Share critical internal skills… If anybody is ‘irreplaceable’ as a major cog in your business, integral in your operations and has a skillset nobody else understands, get them to train and mentor a team member now. That way, if they do end up being off work, someone else in the business can do what they do. This is good business practice, anyway – having people like this in the business leaves you vulnerable if they decide to leave short notice, especially if it’s on bad terms. The same goes for the teams in your business – make a plan that if a whole team goes down ‘sick’, another team in your business can cover that team.
Be the best at what you do so you can grow market share. Even if overall consumer and business confidence is dented by the virus – much like the GFC – people still spend money. Let’s say that your market shrinks by 4%; you need to take approximately 4.2% more market share to maintain your sales level. If you are the best at what you do, growing your market share slightly is very achievable. So be growth focused, look for new customers in your current market or new markets, and identify how to truly be the best.
Treat your current customers even better. The last thing you can afford if times are a bit tougher is to lose some of your core existing customers. What can you do to help them realise that you appreciate their business? What can you do to add more value to them? What can you do to be more indispensable to them? How can you help your team to be even better at looking after your customer’s needs and wants? Proactively communicate with them what you are doing to minimise the impact of Covid-19 on them.
Make the most of every lead and opportunity. It continually astounds me how so many businesses don’t have an effective sales system that captures all leads and turns these potential customers into actual customers.
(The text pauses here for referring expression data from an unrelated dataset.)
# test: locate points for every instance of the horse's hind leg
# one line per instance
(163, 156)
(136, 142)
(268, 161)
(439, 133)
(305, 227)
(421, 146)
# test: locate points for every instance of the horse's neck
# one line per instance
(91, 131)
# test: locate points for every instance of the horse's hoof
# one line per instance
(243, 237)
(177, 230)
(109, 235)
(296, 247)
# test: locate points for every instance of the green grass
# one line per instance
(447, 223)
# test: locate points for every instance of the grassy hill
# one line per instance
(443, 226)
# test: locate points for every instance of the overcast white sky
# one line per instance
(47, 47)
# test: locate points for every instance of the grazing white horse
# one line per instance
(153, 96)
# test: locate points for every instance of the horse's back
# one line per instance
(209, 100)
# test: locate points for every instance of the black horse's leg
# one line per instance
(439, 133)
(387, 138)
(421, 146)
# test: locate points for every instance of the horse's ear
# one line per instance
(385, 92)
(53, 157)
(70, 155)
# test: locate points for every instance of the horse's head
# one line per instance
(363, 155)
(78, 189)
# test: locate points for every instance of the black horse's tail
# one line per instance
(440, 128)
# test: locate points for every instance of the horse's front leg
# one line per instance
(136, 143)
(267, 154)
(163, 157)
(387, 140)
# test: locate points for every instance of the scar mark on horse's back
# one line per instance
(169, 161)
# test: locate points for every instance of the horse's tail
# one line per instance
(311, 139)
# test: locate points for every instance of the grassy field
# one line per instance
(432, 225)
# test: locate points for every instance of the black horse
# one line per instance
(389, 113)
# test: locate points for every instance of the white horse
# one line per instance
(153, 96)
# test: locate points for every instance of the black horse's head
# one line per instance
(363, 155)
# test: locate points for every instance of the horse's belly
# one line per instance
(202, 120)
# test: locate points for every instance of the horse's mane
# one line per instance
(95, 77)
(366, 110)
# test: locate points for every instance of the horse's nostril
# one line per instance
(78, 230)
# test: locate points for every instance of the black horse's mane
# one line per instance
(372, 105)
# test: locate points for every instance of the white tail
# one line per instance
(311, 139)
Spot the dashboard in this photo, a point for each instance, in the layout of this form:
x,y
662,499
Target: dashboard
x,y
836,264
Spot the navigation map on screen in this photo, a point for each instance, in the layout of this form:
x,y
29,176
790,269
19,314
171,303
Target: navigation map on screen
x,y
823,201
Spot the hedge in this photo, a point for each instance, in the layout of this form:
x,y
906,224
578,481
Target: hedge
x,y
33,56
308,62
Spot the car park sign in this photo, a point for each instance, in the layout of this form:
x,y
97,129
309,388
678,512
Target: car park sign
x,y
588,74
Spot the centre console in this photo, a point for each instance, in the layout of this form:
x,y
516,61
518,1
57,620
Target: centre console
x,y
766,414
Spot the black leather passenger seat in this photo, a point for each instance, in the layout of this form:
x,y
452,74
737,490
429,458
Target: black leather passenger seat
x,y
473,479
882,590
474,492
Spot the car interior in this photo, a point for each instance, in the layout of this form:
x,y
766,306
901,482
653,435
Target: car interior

When times are a bit uncertain, you need to be even more focused on your sales funnel and understand it fully and know what you can tweak to make a difference. Focus on upping your conversion rate!
Stop the profit leaks in your business. I remember when the GFC hit, it seemed like most businesses considered the ROI of their expenditure about three years too late. We should have been doing it in 2006, not 2009. Whether it is Coronavirus or some other global shock, be proactive in considering what you are spending on now that’s not adding as much as it should, both now and in the future. I’d also review your systems and processes and how your people interact with them to see what isn’t working optimally.
Use common sense. As a leader in your business, it is your responsibility to be proactive, remain positive, focus on the facts and to act with common sense. Your team is looking to you for leadership and guidance. It’d pay to give your team a regular update on your businesses approach and view on Coronavirus. Your team and customers will remember how you treat them during these uncertain times. If you consider what the biggest threats are here to your business and identify what you can do proactively to mitigate, you will be well on your way to protecting your business and staff the best way possible. Get clear on your biggest threats and challenges…
Be proactive in managing this thing so that whatever scale this virus hits, you will know you couldn’t have prepared any better.